While I don't have any numbers on that, as of today, I can at least provide some anecdotal evidence. What good is anecdotal evidence? Well, it certainly doesn't give accurate statistics, but at least it can give an indication of what kinds of weird things are possible. Sometimes.

This story starts with something as ordinary as a build bug. Over here at Croteam, we run about a dozen builder machines doing CI builds all the time for various versions of several games on multiple platforms. Besides the expected, developer-caused build bugs, we've come to consider transient "glitches" as "normal". With several hundred builds (or at least build attempts) per day, one can see all the fun ways things can go wrong without anyone submitting buggy code or data: remote signing servers being off-line, Windows updates rebooting the machine in the middle of a build, weird OS bugs randomly reporting "file not found" when the file is obviously there, compiler internal errors appearing at random for recompiles of the same file that was compiled correctly before...

Those are mostly easily explainable: Server was down - check. Logs show machine was rebooted by Windows update - check. OS can leak stuff sometimes - we are not going to sweat over that. Compilers are complex beasts, especially when using batch compilation as they then push multiple source files without cleaning up between them completely.1 In all those (and many other cases), we've already learned to recognize the pattern and mostly just click "retry" on such a build failure. And it almost always passes on the second try.

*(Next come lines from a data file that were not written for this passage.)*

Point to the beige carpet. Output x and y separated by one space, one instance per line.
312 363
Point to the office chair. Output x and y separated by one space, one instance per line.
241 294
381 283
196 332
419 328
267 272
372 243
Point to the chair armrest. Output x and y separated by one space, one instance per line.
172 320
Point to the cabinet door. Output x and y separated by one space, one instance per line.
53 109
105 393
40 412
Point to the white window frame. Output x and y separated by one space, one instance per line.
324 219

But this one was different. A build machine that was happily churning out builds on an otherwise idle branch, did a trouble-free clean nightly build on Saturday (just as on several days before), but then it failed on Sunday. The error was our own code's error report that a data file is wrong version. "Saved with a newer version of the application", it said. Huh. But no one has changed, neither the application nor the file. Heck, no one's been working in that branch for weeks!2

My first reaction was: "Oh, the OS is having a tantrum again. Let's just re-run it." But it came back with the exact same error, on same file. I became suspicious and compared the file with the source control. What do you know... the file was different. One bit of the file was changed. But how can that be? The date of the file showed that it was synced months ago.

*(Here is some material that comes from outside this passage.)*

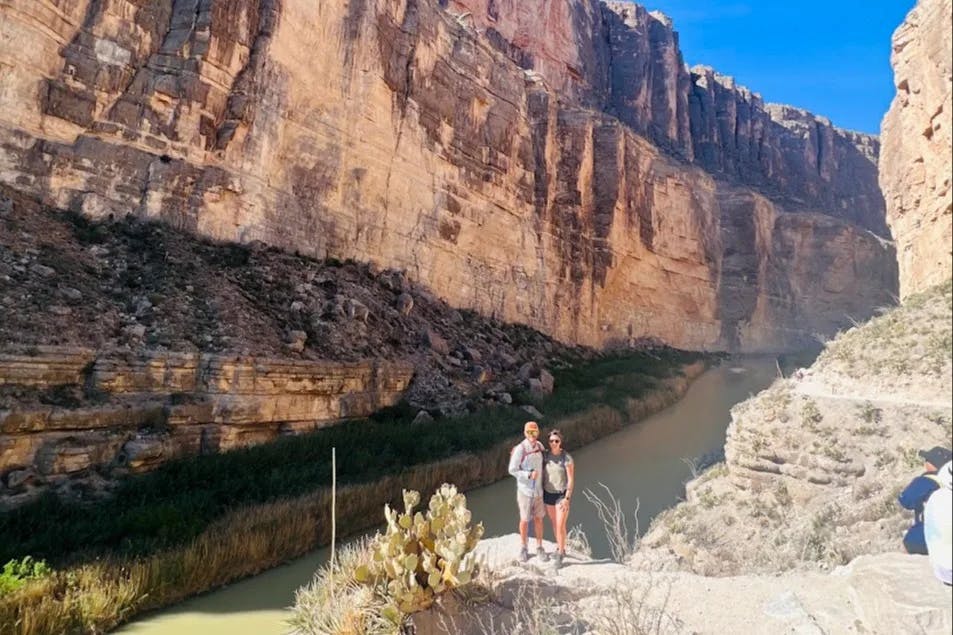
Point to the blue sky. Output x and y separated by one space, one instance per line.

That was the time for a brainstorm. We went through all possible scenarios how a file on disk that was not written to can suddenly change its contents. And none of them were applicable. Not without Windows reporting that there's a read error on disk. Which they didn't report. We checked the disk for S.M.A.R.T. errors (without results), just out of paranoia, even though it didn't make sense.

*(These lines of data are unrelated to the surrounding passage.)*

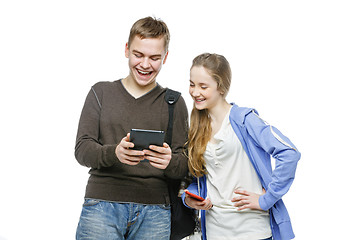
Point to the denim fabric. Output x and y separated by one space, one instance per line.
102 220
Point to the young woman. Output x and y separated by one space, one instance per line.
230 151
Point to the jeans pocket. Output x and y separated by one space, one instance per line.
90 202
165 206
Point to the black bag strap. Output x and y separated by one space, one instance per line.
171 97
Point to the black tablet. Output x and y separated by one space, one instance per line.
142 138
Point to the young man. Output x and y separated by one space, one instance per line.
127 193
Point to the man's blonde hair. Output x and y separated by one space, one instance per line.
150 27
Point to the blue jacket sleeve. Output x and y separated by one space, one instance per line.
193 188
274 143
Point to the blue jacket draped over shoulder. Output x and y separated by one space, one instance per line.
262 141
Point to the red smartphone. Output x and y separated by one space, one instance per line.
193 195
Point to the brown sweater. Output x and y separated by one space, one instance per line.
108 115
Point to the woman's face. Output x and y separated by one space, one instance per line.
204 89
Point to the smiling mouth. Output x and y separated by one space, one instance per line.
143 73
199 100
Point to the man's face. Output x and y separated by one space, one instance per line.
146 57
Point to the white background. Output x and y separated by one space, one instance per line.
296 62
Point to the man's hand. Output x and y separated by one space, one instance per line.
158 157
126 155
197 204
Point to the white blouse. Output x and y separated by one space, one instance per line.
229 168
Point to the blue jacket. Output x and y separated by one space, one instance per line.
261 141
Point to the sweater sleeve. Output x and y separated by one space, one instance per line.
89 151
177 167
286 156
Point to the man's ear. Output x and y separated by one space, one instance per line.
165 57
127 50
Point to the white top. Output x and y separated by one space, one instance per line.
229 168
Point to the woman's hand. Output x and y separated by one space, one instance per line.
247 200
197 204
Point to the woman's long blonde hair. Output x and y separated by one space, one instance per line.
200 124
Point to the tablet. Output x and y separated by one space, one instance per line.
142 138
190 194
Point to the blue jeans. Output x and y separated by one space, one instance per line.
102 220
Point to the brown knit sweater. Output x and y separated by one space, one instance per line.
108 115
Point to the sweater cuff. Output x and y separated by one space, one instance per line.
110 157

Then, a colleague had an idea: what if the file was not damaged on disk? What if the file was in Windows file cache, and that bit in RAM became damaged in the process. That made sense, since the machine doesn't have ECC so a RAM error would go unnoticed. The machine did have 8GB of RAM, but it sounded like a bit of a stretch to expect that the file would still be sticking in cache even after we ran an another build, since each build generates several GB of just data files, not to mention intermediates, etc.

Nevertheless, just to be on the safe side, he rebooted the machine. Lo and behold - the file was now magically correct!

This kind of errors are often attributed to cosmic rays , but in normal work I always considered that more of a joke, not a real possibility. Guess I'll have to reconsider that notion.

Lessons learned: Don't add too much RAM to build machines. Seems it can have detrimental effects on build stability sometimes. Also, hardware is always right - except when it isn't.


 

1A careful reader will notice that the last two might also be caused by "cosmic rays". But who knows. It is hard to diagnose something like that in a closed source executable, let alone an entire closed-source OS.
2Why the heck do we do nightly builds on branches where no one is working on? Precisely for situations like this. So that if anything breaks the machine, we know it ASAP. If (when!) someone suddenly needs to urgently ship a patch on that branch, we want to make sure the build can be done, not to have to fight exotic hardware problems that appeared months before - while no one was watching.